Это была самая странная исповедь в моей жизни. Судите сами: я брел в лесу через сугробы, иногда проваливаясь в них по пояс, в обществе босоногого священника. И конечно, она была самой длинной, так как он задавал бесчисленные вопросы, стараясь уточнить каждую, казалось бы, самую незначительную деталь. Когда исповедь завершилась, небо заметно потемнело.

Наконец он произнес:

— Это просто невероятная история, и я не знаю, что все это значит. У меня есть несколько соображений на этот счет. Ты случайно не солгал во время исповеди?

— Что?!

Никто не лжет на исповеди — ведь это же все равно что вожделеть родную мать.

— Я знал, что ты говоришь правду. Тогда есть два других объяснения. Первое — и наиболее вероятное: ты получил сильный удар по голове. В таких случаях часто происходит помрачение рассудка, но это никак не объясняет наличия у тебя таких странных вещей. Другое объяснение заключается в том, что Бог счел нужным сделать что-то необычное. Но кто я такой, чтобы рассуждать о подобных вещах?

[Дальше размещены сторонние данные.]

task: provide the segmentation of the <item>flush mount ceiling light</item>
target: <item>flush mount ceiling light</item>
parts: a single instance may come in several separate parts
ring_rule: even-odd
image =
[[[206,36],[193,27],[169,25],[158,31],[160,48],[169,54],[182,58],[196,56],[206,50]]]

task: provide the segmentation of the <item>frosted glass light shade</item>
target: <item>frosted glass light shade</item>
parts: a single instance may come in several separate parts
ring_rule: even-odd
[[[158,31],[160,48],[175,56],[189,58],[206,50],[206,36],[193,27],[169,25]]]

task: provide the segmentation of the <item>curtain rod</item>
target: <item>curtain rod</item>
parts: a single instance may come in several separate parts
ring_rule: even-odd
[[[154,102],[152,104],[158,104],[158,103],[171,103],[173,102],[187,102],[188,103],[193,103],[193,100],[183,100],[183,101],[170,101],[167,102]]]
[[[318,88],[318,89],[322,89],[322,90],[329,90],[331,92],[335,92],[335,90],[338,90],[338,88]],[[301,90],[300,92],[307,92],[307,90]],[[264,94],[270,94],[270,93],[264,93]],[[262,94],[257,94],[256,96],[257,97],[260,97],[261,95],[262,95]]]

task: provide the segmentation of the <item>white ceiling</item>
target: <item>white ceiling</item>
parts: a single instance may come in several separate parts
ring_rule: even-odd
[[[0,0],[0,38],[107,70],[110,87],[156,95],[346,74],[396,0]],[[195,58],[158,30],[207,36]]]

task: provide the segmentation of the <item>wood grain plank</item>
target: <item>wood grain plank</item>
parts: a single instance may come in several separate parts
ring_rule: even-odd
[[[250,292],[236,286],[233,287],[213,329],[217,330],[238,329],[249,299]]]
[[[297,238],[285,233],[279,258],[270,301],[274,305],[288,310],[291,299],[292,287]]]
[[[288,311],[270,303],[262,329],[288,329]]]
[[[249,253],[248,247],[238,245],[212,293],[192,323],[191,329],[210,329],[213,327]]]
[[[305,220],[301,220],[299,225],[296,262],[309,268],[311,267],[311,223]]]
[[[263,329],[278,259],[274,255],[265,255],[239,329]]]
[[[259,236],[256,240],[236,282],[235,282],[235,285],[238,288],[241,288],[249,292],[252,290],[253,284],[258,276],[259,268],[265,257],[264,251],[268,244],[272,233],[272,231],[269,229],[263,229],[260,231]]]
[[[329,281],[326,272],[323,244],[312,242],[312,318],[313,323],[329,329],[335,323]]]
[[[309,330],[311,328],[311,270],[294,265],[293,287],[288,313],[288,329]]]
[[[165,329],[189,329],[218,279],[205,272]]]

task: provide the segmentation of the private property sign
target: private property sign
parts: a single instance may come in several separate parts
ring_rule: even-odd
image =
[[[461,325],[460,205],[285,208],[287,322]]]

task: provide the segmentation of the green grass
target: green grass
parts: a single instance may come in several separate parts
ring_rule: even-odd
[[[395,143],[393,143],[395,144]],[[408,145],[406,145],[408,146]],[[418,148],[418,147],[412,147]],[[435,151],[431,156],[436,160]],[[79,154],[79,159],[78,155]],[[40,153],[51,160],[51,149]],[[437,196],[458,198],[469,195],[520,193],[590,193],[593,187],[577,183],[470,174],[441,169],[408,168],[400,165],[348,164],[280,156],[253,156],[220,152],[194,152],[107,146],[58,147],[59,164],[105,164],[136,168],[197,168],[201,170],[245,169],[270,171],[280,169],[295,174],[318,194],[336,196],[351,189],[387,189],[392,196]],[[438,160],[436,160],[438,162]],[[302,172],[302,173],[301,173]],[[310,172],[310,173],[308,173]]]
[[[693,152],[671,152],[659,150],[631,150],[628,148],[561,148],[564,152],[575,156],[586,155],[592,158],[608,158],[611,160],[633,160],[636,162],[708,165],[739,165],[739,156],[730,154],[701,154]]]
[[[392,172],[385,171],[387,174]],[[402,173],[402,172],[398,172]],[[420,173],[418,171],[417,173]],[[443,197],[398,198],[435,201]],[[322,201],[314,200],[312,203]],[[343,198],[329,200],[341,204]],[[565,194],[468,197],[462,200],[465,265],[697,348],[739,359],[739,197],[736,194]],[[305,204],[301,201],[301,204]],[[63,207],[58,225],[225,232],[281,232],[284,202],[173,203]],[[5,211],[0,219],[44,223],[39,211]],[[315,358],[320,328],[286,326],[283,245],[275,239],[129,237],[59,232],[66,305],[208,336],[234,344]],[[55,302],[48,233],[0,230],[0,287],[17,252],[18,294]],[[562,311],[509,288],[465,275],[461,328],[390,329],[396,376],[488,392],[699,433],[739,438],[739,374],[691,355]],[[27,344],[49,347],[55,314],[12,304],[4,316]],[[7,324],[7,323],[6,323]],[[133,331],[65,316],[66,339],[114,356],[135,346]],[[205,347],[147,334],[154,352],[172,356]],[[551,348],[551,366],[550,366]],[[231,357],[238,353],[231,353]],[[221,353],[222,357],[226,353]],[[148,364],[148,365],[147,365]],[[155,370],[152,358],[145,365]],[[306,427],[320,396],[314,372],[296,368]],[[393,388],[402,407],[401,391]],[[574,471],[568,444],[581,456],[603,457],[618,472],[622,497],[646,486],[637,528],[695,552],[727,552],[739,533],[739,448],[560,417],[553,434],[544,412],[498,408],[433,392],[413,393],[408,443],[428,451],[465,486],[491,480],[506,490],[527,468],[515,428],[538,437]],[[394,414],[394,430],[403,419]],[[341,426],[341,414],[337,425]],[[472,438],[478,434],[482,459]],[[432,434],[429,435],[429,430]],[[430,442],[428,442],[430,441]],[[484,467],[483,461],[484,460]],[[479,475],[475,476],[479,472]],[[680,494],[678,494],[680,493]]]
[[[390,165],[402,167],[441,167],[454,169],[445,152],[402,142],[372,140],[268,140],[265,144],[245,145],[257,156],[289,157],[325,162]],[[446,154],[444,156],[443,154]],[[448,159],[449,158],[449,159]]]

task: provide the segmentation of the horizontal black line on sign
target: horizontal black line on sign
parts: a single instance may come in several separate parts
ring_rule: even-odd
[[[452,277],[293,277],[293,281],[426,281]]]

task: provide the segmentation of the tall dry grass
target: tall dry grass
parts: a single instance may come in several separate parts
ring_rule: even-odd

Что до твоих грехов, то они совсем не тяжкие. Ты гневался на свою мать, но это вовсе не удивительно для холостого мужчины двадцати восьми лет от роду. Тем более что в конце концов ты все же послушался ее. Ты возжелал девушку, но опять-таки, ты не женат, а она не замужем, и вы не совершили ничего предосудительного. Разочаровавшись, ты напился, но счет оплатил и никому не причинил вреда. Будучи пьян, ты вторгся в жилище хозяев, однако не нанес ему ущерба. Ты оскорбил рыцаря, но ты не знал подобающего вежливого обращения. И ты плохо подумал обо мне; ты до сих пор убежден, что это у меня помрачен рассудок.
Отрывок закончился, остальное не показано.